Http output plugin json_batch format to Http input plugin


#1

In the documentation there is an alternative to send output through the Http output plugin with the "json_batch" format. It states:

If json_batch, each batch of events received by this output will be placed into a single JSON array and sent in one request. This is particularly useful for high throughput scenarios such as sending data between Logstash instaces.

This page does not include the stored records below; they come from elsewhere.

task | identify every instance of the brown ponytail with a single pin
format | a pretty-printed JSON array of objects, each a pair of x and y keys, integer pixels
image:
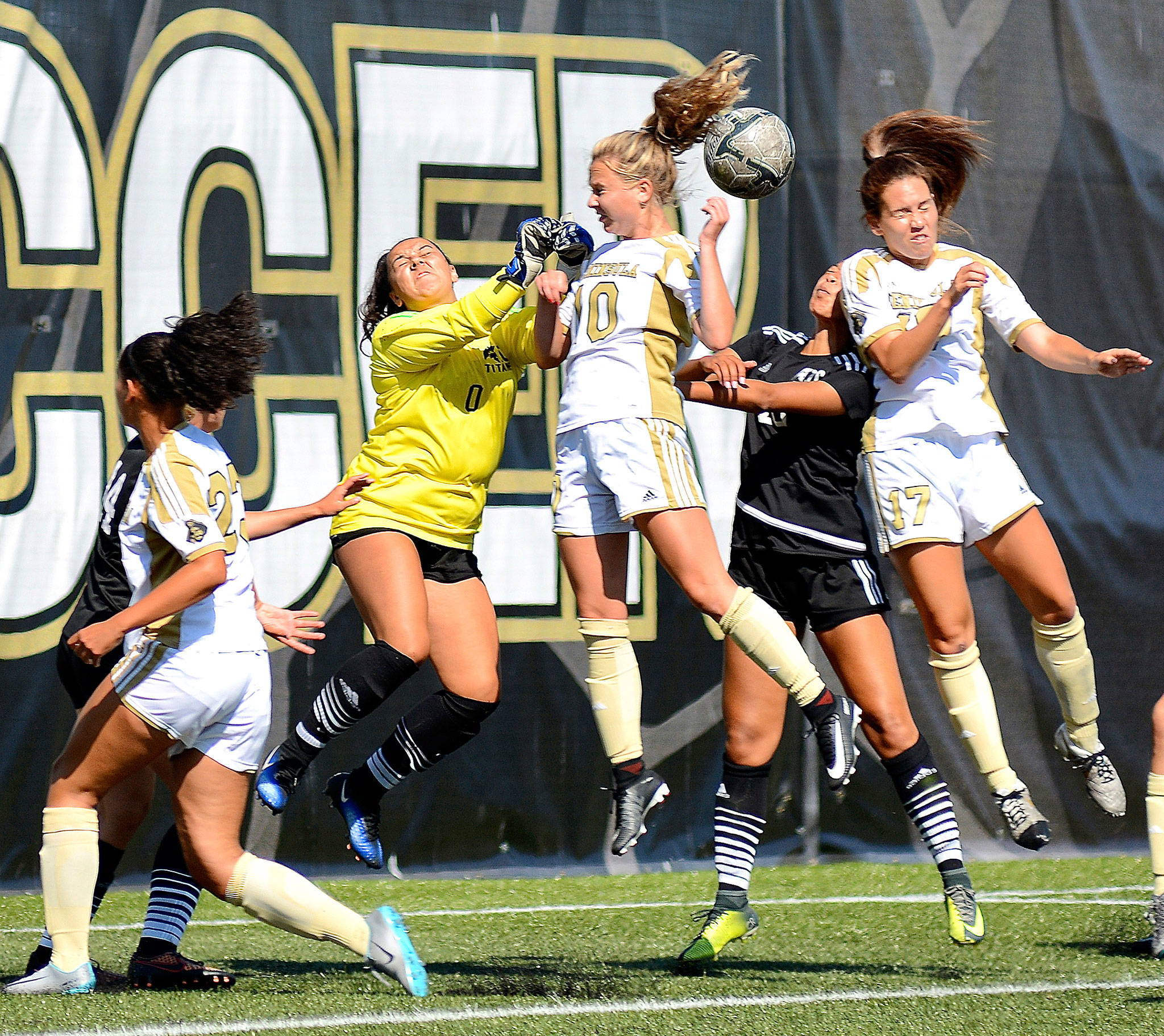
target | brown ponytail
[
  {"x": 684, "y": 109},
  {"x": 941, "y": 149}
]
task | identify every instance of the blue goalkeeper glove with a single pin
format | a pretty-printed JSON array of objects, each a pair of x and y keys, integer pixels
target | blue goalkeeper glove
[
  {"x": 535, "y": 246},
  {"x": 573, "y": 245}
]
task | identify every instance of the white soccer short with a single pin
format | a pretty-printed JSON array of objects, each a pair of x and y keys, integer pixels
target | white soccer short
[
  {"x": 609, "y": 472},
  {"x": 946, "y": 489},
  {"x": 217, "y": 702}
]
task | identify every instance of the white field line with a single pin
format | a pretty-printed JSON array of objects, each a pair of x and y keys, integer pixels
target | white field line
[
  {"x": 1035, "y": 896},
  {"x": 397, "y": 1018}
]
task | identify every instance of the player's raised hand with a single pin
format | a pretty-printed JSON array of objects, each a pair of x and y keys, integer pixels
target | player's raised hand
[
  {"x": 344, "y": 496},
  {"x": 717, "y": 219},
  {"x": 292, "y": 629},
  {"x": 1119, "y": 363},
  {"x": 967, "y": 278},
  {"x": 94, "y": 642},
  {"x": 553, "y": 285}
]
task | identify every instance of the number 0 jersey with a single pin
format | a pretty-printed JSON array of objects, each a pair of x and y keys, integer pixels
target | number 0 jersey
[
  {"x": 949, "y": 390},
  {"x": 627, "y": 315},
  {"x": 446, "y": 382},
  {"x": 188, "y": 503}
]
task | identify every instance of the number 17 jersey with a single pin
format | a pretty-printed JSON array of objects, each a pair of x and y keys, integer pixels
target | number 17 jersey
[{"x": 627, "y": 315}]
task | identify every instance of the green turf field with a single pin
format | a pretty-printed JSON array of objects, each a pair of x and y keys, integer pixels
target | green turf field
[{"x": 594, "y": 955}]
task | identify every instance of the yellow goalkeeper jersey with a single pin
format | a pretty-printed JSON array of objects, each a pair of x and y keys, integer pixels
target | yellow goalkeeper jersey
[{"x": 445, "y": 382}]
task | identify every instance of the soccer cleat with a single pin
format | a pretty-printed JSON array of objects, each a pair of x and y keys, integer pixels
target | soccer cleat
[
  {"x": 633, "y": 805},
  {"x": 392, "y": 954},
  {"x": 721, "y": 927},
  {"x": 966, "y": 923},
  {"x": 51, "y": 979},
  {"x": 362, "y": 821},
  {"x": 277, "y": 779},
  {"x": 835, "y": 734},
  {"x": 1028, "y": 827},
  {"x": 173, "y": 971},
  {"x": 1104, "y": 784}
]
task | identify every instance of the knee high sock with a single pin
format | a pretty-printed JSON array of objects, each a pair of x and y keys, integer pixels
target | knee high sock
[
  {"x": 1065, "y": 658},
  {"x": 741, "y": 807},
  {"x": 427, "y": 733},
  {"x": 69, "y": 863},
  {"x": 926, "y": 797},
  {"x": 766, "y": 639},
  {"x": 173, "y": 898},
  {"x": 614, "y": 687},
  {"x": 1155, "y": 804},
  {"x": 283, "y": 899},
  {"x": 357, "y": 689},
  {"x": 107, "y": 859},
  {"x": 965, "y": 688}
]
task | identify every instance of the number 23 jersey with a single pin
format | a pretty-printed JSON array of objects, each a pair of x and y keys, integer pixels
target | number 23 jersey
[
  {"x": 188, "y": 503},
  {"x": 627, "y": 315}
]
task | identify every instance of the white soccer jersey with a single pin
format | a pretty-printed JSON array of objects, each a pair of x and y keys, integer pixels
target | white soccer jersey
[
  {"x": 186, "y": 503},
  {"x": 949, "y": 390},
  {"x": 627, "y": 315}
]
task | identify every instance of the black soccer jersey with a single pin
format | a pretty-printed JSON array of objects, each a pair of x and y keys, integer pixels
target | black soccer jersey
[
  {"x": 799, "y": 473},
  {"x": 106, "y": 590}
]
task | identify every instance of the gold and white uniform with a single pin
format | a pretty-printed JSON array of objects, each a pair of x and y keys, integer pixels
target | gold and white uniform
[
  {"x": 202, "y": 676},
  {"x": 446, "y": 381},
  {"x": 938, "y": 471},
  {"x": 622, "y": 443}
]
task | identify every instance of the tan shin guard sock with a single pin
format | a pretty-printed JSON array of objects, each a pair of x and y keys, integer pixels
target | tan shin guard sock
[
  {"x": 765, "y": 638},
  {"x": 965, "y": 688},
  {"x": 1065, "y": 658},
  {"x": 1155, "y": 804},
  {"x": 284, "y": 899},
  {"x": 69, "y": 860},
  {"x": 614, "y": 687}
]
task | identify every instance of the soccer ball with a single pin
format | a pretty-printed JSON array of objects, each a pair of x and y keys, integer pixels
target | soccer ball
[{"x": 749, "y": 153}]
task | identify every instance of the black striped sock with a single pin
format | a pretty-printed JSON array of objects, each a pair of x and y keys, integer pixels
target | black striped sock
[
  {"x": 173, "y": 898},
  {"x": 927, "y": 800},
  {"x": 741, "y": 807}
]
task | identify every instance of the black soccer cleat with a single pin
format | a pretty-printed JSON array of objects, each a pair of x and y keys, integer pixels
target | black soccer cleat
[
  {"x": 173, "y": 971},
  {"x": 633, "y": 805},
  {"x": 836, "y": 737}
]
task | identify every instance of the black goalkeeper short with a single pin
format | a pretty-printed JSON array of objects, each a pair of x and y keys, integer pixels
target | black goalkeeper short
[
  {"x": 821, "y": 592},
  {"x": 438, "y": 563}
]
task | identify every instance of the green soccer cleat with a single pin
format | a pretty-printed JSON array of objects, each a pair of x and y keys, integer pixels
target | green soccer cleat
[
  {"x": 721, "y": 927},
  {"x": 966, "y": 923}
]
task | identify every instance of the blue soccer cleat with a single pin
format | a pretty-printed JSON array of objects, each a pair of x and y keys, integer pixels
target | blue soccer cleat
[
  {"x": 390, "y": 951},
  {"x": 362, "y": 821}
]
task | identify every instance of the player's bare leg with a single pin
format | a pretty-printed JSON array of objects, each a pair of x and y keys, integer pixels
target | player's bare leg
[
  {"x": 1025, "y": 555},
  {"x": 465, "y": 652},
  {"x": 383, "y": 573}
]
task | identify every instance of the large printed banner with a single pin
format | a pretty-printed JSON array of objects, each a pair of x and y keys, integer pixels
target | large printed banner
[{"x": 161, "y": 155}]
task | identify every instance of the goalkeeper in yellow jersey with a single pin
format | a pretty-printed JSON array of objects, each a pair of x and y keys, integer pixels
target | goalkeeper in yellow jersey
[{"x": 445, "y": 374}]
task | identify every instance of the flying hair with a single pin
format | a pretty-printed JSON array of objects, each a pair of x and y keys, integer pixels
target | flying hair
[
  {"x": 205, "y": 361},
  {"x": 941, "y": 149},
  {"x": 684, "y": 109}
]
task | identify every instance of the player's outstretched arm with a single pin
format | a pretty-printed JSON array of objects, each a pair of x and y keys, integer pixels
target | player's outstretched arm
[
  {"x": 1061, "y": 352},
  {"x": 716, "y": 322},
  {"x": 814, "y": 398},
  {"x": 551, "y": 338},
  {"x": 267, "y": 523},
  {"x": 191, "y": 584}
]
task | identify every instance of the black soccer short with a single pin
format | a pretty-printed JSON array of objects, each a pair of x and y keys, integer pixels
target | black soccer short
[
  {"x": 821, "y": 592},
  {"x": 78, "y": 679},
  {"x": 438, "y": 564}
]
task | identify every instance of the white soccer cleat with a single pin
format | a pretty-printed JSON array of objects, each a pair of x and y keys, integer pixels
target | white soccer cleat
[{"x": 52, "y": 979}]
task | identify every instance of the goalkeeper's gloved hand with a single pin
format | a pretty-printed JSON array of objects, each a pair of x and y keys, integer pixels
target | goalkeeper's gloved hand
[
  {"x": 573, "y": 245},
  {"x": 535, "y": 246}
]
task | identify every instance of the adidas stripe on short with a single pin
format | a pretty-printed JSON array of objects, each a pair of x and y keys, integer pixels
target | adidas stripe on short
[{"x": 609, "y": 472}]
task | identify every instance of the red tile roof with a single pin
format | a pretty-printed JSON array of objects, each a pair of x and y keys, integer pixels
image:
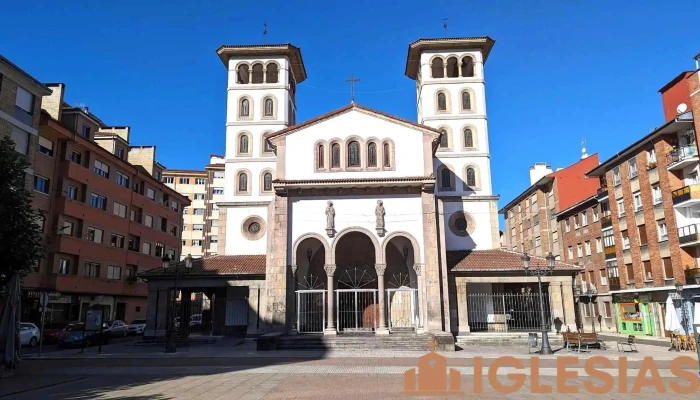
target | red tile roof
[
  {"x": 341, "y": 110},
  {"x": 497, "y": 260},
  {"x": 216, "y": 265}
]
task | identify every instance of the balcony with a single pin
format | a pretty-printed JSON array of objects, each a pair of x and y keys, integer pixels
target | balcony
[
  {"x": 686, "y": 196},
  {"x": 688, "y": 235},
  {"x": 682, "y": 157}
]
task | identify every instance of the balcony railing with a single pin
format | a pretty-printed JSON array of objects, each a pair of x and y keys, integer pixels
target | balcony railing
[
  {"x": 677, "y": 158},
  {"x": 686, "y": 193},
  {"x": 688, "y": 234}
]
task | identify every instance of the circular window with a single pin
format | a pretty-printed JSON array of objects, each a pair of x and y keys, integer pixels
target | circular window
[
  {"x": 461, "y": 223},
  {"x": 253, "y": 228}
]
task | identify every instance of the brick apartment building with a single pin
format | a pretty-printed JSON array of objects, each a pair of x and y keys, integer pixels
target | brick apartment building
[
  {"x": 653, "y": 192},
  {"x": 531, "y": 225},
  {"x": 581, "y": 227},
  {"x": 107, "y": 219}
]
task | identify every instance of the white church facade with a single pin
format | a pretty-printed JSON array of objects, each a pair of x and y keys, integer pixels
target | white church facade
[{"x": 357, "y": 220}]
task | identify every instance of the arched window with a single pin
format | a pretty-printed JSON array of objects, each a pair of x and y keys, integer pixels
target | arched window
[
  {"x": 467, "y": 67},
  {"x": 372, "y": 155},
  {"x": 272, "y": 73},
  {"x": 244, "y": 110},
  {"x": 442, "y": 101},
  {"x": 335, "y": 155},
  {"x": 466, "y": 101},
  {"x": 267, "y": 182},
  {"x": 471, "y": 177},
  {"x": 320, "y": 155},
  {"x": 468, "y": 138},
  {"x": 257, "y": 73},
  {"x": 243, "y": 144},
  {"x": 242, "y": 74},
  {"x": 437, "y": 68},
  {"x": 243, "y": 182},
  {"x": 353, "y": 154},
  {"x": 269, "y": 107},
  {"x": 452, "y": 67},
  {"x": 444, "y": 140},
  {"x": 445, "y": 178}
]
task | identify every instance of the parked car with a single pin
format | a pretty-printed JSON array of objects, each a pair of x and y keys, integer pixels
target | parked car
[
  {"x": 117, "y": 328},
  {"x": 74, "y": 336},
  {"x": 54, "y": 330},
  {"x": 28, "y": 334},
  {"x": 137, "y": 326}
]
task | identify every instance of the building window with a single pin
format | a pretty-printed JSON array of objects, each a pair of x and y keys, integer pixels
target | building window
[
  {"x": 466, "y": 101},
  {"x": 353, "y": 154},
  {"x": 372, "y": 155},
  {"x": 117, "y": 241},
  {"x": 119, "y": 210},
  {"x": 91, "y": 269},
  {"x": 45, "y": 147},
  {"x": 442, "y": 101},
  {"x": 94, "y": 235},
  {"x": 637, "y": 201},
  {"x": 335, "y": 155},
  {"x": 41, "y": 184},
  {"x": 114, "y": 273},
  {"x": 267, "y": 182},
  {"x": 122, "y": 180},
  {"x": 98, "y": 201},
  {"x": 101, "y": 169}
]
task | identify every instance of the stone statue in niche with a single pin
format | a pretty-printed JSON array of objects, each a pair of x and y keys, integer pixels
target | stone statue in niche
[
  {"x": 379, "y": 212},
  {"x": 330, "y": 219}
]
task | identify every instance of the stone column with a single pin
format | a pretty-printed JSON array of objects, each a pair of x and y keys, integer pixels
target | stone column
[
  {"x": 421, "y": 309},
  {"x": 330, "y": 271},
  {"x": 381, "y": 329}
]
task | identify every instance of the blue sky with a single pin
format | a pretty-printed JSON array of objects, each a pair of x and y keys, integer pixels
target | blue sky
[{"x": 559, "y": 71}]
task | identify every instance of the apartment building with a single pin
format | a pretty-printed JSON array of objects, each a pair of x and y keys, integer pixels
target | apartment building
[
  {"x": 582, "y": 240},
  {"x": 651, "y": 240},
  {"x": 215, "y": 195},
  {"x": 193, "y": 185},
  {"x": 107, "y": 219},
  {"x": 20, "y": 107},
  {"x": 531, "y": 225}
]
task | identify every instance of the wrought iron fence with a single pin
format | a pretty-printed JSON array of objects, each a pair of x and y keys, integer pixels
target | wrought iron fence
[{"x": 507, "y": 312}]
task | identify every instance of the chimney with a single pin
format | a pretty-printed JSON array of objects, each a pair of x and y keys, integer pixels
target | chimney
[{"x": 539, "y": 171}]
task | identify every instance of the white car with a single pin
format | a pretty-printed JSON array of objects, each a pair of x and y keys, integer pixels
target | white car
[
  {"x": 28, "y": 334},
  {"x": 137, "y": 326}
]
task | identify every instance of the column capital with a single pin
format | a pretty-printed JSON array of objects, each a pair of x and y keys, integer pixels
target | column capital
[
  {"x": 380, "y": 268},
  {"x": 417, "y": 268},
  {"x": 330, "y": 269}
]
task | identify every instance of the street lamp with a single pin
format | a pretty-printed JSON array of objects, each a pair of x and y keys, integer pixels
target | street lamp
[
  {"x": 540, "y": 272},
  {"x": 170, "y": 346}
]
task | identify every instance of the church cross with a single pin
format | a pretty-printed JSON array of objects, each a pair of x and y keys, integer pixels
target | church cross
[{"x": 352, "y": 81}]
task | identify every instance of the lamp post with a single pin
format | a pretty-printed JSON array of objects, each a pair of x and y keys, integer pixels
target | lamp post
[
  {"x": 170, "y": 346},
  {"x": 540, "y": 272}
]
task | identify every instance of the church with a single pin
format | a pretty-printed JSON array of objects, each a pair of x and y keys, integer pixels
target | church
[{"x": 357, "y": 220}]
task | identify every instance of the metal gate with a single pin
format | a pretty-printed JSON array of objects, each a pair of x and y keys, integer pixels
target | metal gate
[
  {"x": 357, "y": 310},
  {"x": 402, "y": 309},
  {"x": 311, "y": 311}
]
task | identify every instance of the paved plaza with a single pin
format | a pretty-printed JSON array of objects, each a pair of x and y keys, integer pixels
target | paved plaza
[{"x": 221, "y": 371}]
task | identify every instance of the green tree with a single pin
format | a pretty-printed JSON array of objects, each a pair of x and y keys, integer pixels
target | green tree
[{"x": 20, "y": 236}]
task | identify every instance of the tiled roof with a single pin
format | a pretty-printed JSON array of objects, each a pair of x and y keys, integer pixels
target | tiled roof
[
  {"x": 341, "y": 110},
  {"x": 216, "y": 265},
  {"x": 356, "y": 180},
  {"x": 497, "y": 260}
]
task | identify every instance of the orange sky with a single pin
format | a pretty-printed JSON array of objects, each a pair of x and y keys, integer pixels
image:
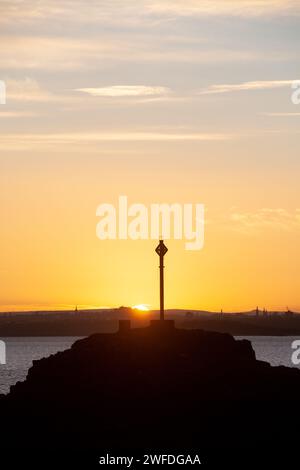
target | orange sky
[{"x": 177, "y": 103}]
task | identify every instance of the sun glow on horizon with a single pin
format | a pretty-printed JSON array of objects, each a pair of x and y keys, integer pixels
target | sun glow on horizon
[{"x": 141, "y": 307}]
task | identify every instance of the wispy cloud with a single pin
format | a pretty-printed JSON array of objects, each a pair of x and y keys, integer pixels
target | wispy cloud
[
  {"x": 126, "y": 90},
  {"x": 281, "y": 114},
  {"x": 17, "y": 114},
  {"x": 108, "y": 12},
  {"x": 247, "y": 86},
  {"x": 265, "y": 218},
  {"x": 37, "y": 141},
  {"x": 224, "y": 7}
]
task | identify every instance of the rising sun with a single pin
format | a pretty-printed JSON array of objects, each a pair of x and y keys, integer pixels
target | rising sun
[{"x": 141, "y": 307}]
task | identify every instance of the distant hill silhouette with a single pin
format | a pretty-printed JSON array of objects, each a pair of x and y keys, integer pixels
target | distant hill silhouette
[{"x": 157, "y": 388}]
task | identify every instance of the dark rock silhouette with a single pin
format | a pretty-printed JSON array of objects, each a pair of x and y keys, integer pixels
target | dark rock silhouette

This is exactly what we want to do, however, we cannot find any example how this could be acchieved in the receiving Logstash instance.

We are sending like so:

http {
    http_compression => true
    http_method => put
    cacert => "../cert/server.pem"
    format => "json_batch"
    content_type => "application/json;charset=UTF-8"
    url => "https://address.xyz"
    headers => ["Authorization", "Basic blaablaablaa"]
}

And receiving like this:

input {
    http {
        port => 8080
        user => blaa
        password => blaablaa
        ssl => true
        keystore => "cert/keystore.jks"
        keystore_password => "blaablaablaa"
    }
}
filter {
    split {
        field => "message"
    }
    json {
        source => "message"
    }
}

The split is probably wrong. We are getting the messages nicely, but we do not know how to process the batch into separate messages for the elasticsearch output plugin.

Thank you for any help that you might provide!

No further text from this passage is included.